As to the logs & RRD data writing to the disk, it's a slow stream of small writes. It's not enough to worry about though if you're using that drive.
As far as I'm concerned, you're good to go. Just run pfSense as it comes out of the box and skip the idea with the external drive.
If you're still worried and have RAM to spare you can choose to move /var and /tmp to ramdrives in System: Advanced: Miscellaneous:
That's how it's setup in the Nano images specifically to limit writes. It does mean though that you loose all your logs if the box goes down for some reason.
bryan.paradis last edited by
I doubt you will be able to kill any SSDs. I have many 30GB-60GB old ssds that have many small VMs running on them 24/7 for years with no special considerations even raid mirrored etc. It takes just a ton to really do in SSDs. All mine pass their manufacturers tests with 90% life left.

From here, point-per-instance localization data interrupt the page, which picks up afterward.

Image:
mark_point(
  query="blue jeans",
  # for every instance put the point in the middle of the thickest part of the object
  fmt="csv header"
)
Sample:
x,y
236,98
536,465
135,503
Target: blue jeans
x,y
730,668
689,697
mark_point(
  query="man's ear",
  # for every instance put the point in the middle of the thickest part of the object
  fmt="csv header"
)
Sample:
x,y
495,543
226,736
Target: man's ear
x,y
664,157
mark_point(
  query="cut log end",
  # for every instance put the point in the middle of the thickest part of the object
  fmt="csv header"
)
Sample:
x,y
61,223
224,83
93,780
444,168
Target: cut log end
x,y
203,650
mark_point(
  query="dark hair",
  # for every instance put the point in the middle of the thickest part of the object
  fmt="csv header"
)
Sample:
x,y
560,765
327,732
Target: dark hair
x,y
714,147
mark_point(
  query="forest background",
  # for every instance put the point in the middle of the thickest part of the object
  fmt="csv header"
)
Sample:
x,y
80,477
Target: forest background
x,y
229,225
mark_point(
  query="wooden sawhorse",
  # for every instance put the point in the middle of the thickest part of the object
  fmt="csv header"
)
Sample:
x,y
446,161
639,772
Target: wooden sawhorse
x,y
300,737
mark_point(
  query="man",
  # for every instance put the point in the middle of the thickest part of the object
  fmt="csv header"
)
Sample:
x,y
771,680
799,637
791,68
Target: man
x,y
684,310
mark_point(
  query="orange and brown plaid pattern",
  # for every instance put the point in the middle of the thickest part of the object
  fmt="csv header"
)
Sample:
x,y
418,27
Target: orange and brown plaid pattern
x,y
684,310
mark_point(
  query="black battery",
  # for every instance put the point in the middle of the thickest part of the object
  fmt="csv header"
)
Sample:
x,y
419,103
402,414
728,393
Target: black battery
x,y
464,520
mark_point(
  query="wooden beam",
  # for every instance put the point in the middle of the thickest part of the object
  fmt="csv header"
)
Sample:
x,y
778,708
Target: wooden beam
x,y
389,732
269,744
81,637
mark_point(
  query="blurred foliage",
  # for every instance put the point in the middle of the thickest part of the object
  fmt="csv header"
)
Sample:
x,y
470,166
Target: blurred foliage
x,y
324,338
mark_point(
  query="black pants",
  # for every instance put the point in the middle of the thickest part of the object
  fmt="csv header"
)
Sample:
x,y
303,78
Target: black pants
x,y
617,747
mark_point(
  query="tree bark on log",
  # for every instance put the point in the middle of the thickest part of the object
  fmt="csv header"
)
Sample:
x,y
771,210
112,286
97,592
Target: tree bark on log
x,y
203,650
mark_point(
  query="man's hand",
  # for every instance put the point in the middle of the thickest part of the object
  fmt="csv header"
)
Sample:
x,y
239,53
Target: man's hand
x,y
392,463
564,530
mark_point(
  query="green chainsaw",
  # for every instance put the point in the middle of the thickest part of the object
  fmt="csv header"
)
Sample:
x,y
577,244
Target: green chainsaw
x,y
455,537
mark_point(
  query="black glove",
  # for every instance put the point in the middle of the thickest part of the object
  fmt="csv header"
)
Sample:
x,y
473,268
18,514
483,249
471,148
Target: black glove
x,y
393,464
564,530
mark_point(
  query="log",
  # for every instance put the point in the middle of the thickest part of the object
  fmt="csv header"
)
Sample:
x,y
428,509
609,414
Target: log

Thanks Jason that is the confirmation I was looking for :D
My experience with ssd's is a myth tv thin client with low io running perfectly for 3 years, win ssd's died every 3 weeks, after 3 months old. Hence I was playing on the cautious side, as my ex server experience was all magnetic based drives, prior to the current job. So sorry but your feedback really helps thanks :)
I will go with it all on the ssd :D
Thanks for the other input in regards to the rams drives Stephen, the Alix box ran out so this is my reasoning not to use ram drives, but it's sound logic. I scripted those to an external hd on the Alix box.
Thanks also Bryan for confirming further Jason's input, I'm a lot more comfortable with the fact the technology isn't as flaky as searches indicate.
:D thanks all - a great community here supporting a great package of software.